Na safra de 2020, a Rede comercializou mais de 200 toneladas de castanha in natura e duas toneladas de castanha desidratada, envolvendo cerca de 300 famílias indígenas e ribeirinhas no processo de produção.

Apenas nos últimos quatro anos, a rede forneceu 10 toneladas de farinha de babaçu para a merenda escolar. Só neste ano, a prefeitura de Vitória do Xingu adquiriu mais de três toneladas do produto e mais cinco toneladas estão sendo comercializadas para a ATINA, indústria de ativos naturais para cosméticos. Além disso, foram fabricados 500 pacotes de mistura para bolo de farinha de babaçu com cacau, uma parceria com a Cooperativa de produtores de cacau da Transamazônica, a CacauWay. Até agosto de 2020 também foram produzidos 330 litros de óleos vegetais entre babaçu, castanha e andiroba.

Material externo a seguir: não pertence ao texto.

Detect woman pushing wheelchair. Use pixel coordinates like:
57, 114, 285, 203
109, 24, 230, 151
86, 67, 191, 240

Na última safra foram comercializados oito toneladas de óleo de copaíba para a empresa Firmenich, uma das parceiras mais antigas da rede. Também foram produzidas mais de duas toneladas de mantas de borrada e três toneladas de blocos prensados, enviados para a empresa Mercur. Para Jorge Hoelzel, da Mercur, a parceria de longa data é o que faz a diferença: “A gente não pode ir pra floresta achando que vai fazer um contrato de curto prazo. Na floresta não estamos comprando matéria-prima, estamos ajudando a construir valor”.

A VII Semana do Extrativismo da Terra do Meio foi realizada pelo ISA e TNC em parceria com a Unyleya, e com apoio da União Europeia, da Rainforest Foundation Norway, da EDF-Moore e da CLUA. O evento contou com a mediação do DJ Eugênio Lima e da poeta Luz Ribeiro e foi conduzido pela empresa Aprendix.